Principes et mise en place d’un projet agricole en permaculture

Les douze principes fonctionnels qui structurent la démarche permaculturelle selon David Holmgren

Ce sont bien plus des sources d’inspiration pour le permaculteur que des règles à suivre :

  1. Observer et interagir

Cela signifie, en quelque sorte, qu’il ne faut pas mettre la charrue avant les bœufs ! L’aspirant permaculteur doit prendre en compte le contexte général de son projet. Bien sûr, il doit analyser le sol qu’il souhaite travailler, mais il doit aussi obtenir, auprès des Chambres d’agriculture ou d’industrie, des données éclairant le contexte socio-économique du territoire où il se trouve. Et il ne doit pas non plus négliger le cadre institutionnel voire juridique.

  1. Collecter et stocker l’énergie

S’inscrire dans les cycles naturels, c’est aussi gérer au mieux l’énergie disponible (principalement fournie par le soleil ou l’eau). Ainsi, par exemple, pour maintenir la chaleur nécessaire à nos cultures, notre expert nous explique les avantages d’une serre semi-enterrée agrémentée de bidons d’eau.

  1. Créer une production

Et surtout, pour dans combien de temps ? Dame Nature n’est pas pressée et nous incite à penser à long terme. Mais le permaculteur doit bien répondre à des besoins, les siens comme ceux de ses clients. De plus, pas facile aussi d’entretenir sa motivation lorsque ses récoltes restent faibles, voire inexistantes, pendant plusieurs années ! Il faut planter des cultures rapides, si possible à haute valeur ajoutée, pour lancer son entreprise. On peut aussi mettre en place des services (en lien avec l’agritourisme par exemple) pour développer son activité.

  1. Appliquer l’autorégulation et accepter la rétroaction

Faire un bilan complet (ce qui marche ou pas) de son action révèlera les problèmes à résoudre. En outre, tout projet évolue. Permaculture ne veut pas dire immuabilité ! La résilience, la capacité d’adaptation, est une clé « absolument fondamentale » de la pérennité (face au changement climatique par exemple).

  1. Utiliser et valoriser les services et les ressources renouvelables

On pense bien sûr à l’eau pluviale (qui se fait rare, certaines années). Mais l’on peut aussi créer soi-même une ressource renouvelable, avec des taillis par exemple, qui feront un bois de chauffage très correct.

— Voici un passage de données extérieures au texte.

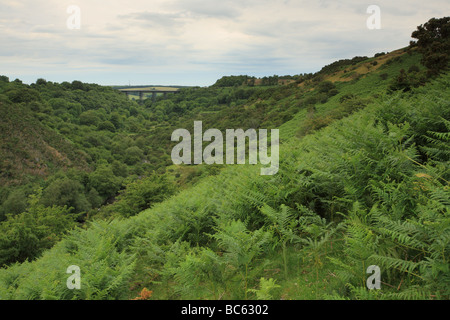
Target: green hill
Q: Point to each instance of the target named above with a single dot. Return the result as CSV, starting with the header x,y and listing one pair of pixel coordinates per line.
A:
x,y
363,181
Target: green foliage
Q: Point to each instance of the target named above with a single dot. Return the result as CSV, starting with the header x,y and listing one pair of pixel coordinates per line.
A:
x,y
26,235
433,41
369,188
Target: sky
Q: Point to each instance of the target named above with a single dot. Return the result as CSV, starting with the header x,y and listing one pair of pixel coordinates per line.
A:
x,y
193,42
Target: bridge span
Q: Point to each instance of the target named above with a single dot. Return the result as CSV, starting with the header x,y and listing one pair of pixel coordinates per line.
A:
x,y
153,90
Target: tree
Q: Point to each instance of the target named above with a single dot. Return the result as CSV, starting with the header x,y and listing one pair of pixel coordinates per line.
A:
x,y
26,235
104,181
66,192
433,41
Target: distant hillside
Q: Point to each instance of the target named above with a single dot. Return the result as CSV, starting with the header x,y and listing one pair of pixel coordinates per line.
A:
x,y
28,148
363,184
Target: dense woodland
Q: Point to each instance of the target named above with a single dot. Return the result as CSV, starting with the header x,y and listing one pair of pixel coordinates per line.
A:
x,y
87,180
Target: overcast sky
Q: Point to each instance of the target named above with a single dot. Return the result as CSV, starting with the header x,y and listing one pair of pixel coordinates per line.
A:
x,y
195,42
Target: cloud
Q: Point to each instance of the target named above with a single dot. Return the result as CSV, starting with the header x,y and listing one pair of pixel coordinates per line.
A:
x,y
193,41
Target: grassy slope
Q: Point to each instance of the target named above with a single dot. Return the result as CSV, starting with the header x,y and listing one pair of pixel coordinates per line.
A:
x,y
29,148
118,258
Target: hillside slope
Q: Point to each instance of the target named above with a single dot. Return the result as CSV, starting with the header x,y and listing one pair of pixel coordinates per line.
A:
x,y
363,180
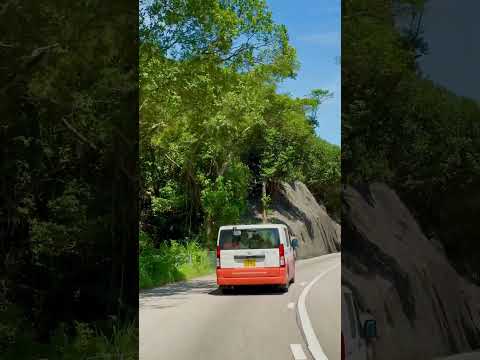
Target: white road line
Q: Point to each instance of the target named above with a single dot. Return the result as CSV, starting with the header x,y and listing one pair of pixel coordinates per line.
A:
x,y
311,338
297,352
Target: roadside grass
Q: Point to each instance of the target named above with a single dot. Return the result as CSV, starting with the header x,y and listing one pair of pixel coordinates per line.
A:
x,y
171,263
83,341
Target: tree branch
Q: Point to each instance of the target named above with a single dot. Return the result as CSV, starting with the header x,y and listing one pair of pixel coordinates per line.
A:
x,y
79,135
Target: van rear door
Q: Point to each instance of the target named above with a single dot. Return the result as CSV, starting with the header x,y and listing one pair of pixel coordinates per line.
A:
x,y
249,248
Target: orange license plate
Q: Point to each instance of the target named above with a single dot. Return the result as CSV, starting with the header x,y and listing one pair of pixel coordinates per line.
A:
x,y
249,263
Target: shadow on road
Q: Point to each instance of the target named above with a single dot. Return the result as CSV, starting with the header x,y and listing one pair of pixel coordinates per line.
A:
x,y
248,290
178,289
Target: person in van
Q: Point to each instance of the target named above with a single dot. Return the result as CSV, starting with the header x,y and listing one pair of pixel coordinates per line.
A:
x,y
255,255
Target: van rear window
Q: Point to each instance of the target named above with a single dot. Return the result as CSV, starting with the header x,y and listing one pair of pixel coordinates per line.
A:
x,y
249,239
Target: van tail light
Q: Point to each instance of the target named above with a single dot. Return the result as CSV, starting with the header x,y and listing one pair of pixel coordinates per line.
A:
x,y
218,257
281,250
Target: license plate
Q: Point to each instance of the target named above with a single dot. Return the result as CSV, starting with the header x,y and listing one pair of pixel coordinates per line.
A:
x,y
249,263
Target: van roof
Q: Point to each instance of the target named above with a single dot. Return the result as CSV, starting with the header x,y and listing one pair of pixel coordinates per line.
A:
x,y
253,226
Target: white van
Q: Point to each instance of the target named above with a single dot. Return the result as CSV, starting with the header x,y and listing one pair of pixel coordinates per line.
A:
x,y
261,254
356,328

  1. Ne pas produire de déchets

Et si, malgré tout, des déchets sont produits, comment les recycler et faire en sorte qu’ils profitent au permaculteur en herbe (ou à un autre acteur économique de son territoire) ? Les déchets organiques issus de nombreuses activités (par exemple, les déchets verts produits par les services d’entretien des espaces verts ou les paysagistes, voire le simple particulier) sont sous-valorisés, alors qu’ils pourraient fort bien agrader (améliorer) le sol.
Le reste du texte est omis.